「バイク離れ」排ガス規制影響で更に加速か・・・50ccは大ダメージ

「バイク離れ」排ガス規制影響で更に加速か・・・50ccは大ダメージ

日本自動車工業会から3月16日に発表された自動車国内需要見通しによると、2017年度の需要見通しが16年度見込み比で36万9000台(前年度比98.4%)と前年割れが続く見通しとなっています。詳細についてまとめています。


排出ガス規制 概要

排出ガス規制によりバイクの国内需要が低くなる、というのを語る前にまず、「排出ガス規制」とは、どういった規制の内容なのかを説明します。

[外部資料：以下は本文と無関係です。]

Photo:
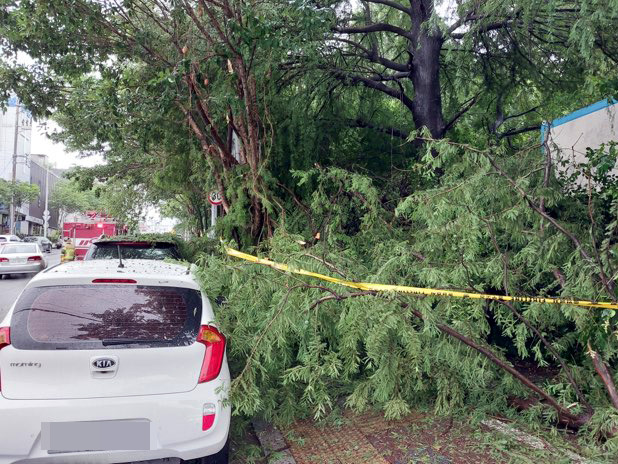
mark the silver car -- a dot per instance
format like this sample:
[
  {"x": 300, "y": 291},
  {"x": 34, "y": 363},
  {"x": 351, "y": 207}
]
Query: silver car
[
  {"x": 9, "y": 238},
  {"x": 21, "y": 258}
]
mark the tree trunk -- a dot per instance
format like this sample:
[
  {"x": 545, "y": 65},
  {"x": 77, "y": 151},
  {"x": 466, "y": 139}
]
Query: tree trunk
[
  {"x": 425, "y": 76},
  {"x": 424, "y": 51}
]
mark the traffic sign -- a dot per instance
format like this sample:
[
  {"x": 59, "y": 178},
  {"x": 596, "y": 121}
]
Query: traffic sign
[{"x": 215, "y": 198}]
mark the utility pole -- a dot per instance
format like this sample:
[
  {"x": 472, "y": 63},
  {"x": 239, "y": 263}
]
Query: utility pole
[
  {"x": 46, "y": 212},
  {"x": 14, "y": 178}
]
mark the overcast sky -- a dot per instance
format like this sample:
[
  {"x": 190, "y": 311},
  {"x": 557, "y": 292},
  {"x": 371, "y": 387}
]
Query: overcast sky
[{"x": 57, "y": 152}]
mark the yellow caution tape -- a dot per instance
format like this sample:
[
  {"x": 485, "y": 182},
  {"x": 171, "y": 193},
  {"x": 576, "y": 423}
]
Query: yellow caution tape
[{"x": 419, "y": 290}]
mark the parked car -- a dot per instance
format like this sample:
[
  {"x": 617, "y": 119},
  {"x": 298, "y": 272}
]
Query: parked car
[
  {"x": 108, "y": 248},
  {"x": 43, "y": 242},
  {"x": 21, "y": 258},
  {"x": 9, "y": 238},
  {"x": 124, "y": 362}
]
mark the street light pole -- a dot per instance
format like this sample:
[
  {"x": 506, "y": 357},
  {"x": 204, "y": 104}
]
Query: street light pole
[
  {"x": 14, "y": 177},
  {"x": 46, "y": 212}
]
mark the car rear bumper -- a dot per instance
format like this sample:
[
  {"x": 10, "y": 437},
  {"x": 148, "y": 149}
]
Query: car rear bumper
[
  {"x": 21, "y": 268},
  {"x": 175, "y": 425}
]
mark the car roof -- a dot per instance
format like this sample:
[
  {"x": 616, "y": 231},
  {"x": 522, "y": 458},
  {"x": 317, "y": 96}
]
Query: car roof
[
  {"x": 143, "y": 270},
  {"x": 136, "y": 241}
]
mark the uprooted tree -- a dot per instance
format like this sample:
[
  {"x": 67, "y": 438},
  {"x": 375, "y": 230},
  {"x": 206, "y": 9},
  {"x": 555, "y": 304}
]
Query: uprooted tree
[{"x": 309, "y": 118}]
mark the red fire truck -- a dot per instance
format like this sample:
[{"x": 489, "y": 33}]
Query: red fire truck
[{"x": 83, "y": 228}]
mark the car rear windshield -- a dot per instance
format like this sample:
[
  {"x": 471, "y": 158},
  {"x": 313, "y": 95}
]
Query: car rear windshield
[
  {"x": 16, "y": 249},
  {"x": 105, "y": 316},
  {"x": 135, "y": 251}
]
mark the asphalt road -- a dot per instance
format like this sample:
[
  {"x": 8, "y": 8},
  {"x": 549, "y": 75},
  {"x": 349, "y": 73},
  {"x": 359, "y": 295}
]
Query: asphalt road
[{"x": 10, "y": 288}]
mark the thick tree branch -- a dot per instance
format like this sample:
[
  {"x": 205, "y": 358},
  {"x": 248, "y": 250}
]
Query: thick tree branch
[
  {"x": 377, "y": 27},
  {"x": 512, "y": 132},
  {"x": 385, "y": 130},
  {"x": 395, "y": 5},
  {"x": 353, "y": 78},
  {"x": 464, "y": 109},
  {"x": 606, "y": 377}
]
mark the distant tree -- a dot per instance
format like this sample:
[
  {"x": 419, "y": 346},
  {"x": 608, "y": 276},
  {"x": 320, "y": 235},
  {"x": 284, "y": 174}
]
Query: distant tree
[{"x": 23, "y": 192}]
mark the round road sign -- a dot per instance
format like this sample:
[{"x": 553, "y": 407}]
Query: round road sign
[{"x": 215, "y": 198}]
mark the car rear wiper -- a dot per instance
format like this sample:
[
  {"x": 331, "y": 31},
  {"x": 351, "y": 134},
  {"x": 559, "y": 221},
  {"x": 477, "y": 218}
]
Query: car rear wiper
[{"x": 128, "y": 341}]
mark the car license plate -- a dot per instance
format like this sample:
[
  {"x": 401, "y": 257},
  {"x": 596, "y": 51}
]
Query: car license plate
[{"x": 65, "y": 437}]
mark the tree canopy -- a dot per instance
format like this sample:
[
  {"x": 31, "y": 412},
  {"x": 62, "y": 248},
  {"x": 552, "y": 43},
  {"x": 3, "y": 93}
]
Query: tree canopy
[{"x": 381, "y": 140}]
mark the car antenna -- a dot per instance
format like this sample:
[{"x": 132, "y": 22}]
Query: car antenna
[{"x": 120, "y": 257}]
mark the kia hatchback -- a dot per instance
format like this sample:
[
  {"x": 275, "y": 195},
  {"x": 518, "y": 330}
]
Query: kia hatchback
[{"x": 107, "y": 364}]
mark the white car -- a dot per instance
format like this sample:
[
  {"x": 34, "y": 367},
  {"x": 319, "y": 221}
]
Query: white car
[
  {"x": 9, "y": 238},
  {"x": 113, "y": 362},
  {"x": 21, "y": 258}
]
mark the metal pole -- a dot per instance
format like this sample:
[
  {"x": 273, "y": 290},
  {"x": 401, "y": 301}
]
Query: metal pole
[
  {"x": 14, "y": 177},
  {"x": 46, "y": 212}
]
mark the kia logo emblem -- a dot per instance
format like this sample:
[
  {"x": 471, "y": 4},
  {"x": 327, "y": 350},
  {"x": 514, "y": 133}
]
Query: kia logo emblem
[{"x": 103, "y": 363}]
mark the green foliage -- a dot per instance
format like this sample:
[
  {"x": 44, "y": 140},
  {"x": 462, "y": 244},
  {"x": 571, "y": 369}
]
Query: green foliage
[
  {"x": 68, "y": 197},
  {"x": 352, "y": 187}
]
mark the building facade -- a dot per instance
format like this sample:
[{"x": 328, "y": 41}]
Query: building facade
[{"x": 15, "y": 139}]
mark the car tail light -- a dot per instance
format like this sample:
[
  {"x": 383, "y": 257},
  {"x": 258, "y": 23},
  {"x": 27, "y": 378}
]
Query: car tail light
[
  {"x": 215, "y": 351},
  {"x": 5, "y": 337},
  {"x": 5, "y": 340},
  {"x": 114, "y": 281}
]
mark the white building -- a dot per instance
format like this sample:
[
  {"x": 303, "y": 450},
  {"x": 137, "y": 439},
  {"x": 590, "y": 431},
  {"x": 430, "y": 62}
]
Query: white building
[
  {"x": 15, "y": 121},
  {"x": 568, "y": 138}
]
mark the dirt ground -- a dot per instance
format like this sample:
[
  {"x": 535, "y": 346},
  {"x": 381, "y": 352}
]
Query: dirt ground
[{"x": 371, "y": 439}]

2015年7月1日、国土交通省はディーゼル重量車と二輪車の排出ガス規制を強化するため、道路運送車両の保安基準等を改正し、公布・施行しました。

バイク、二輪車は、排出ガス中に含まれる窒素酸化物(NOx)、炭化水素(HC)、一酸化炭素(CO)について、これまでの規制値と比較して最大約6割低い水準に引き下げる規制強化となります。その他、新たに駐車時等の燃料蒸発ガスに対する規制及び車載式故障診断装置の装備の義務付けを行います。原付1種に関しても主にクラス1に該当となるため、一酸化炭素、窒素酸化物を50%程押さえなくてはいけません。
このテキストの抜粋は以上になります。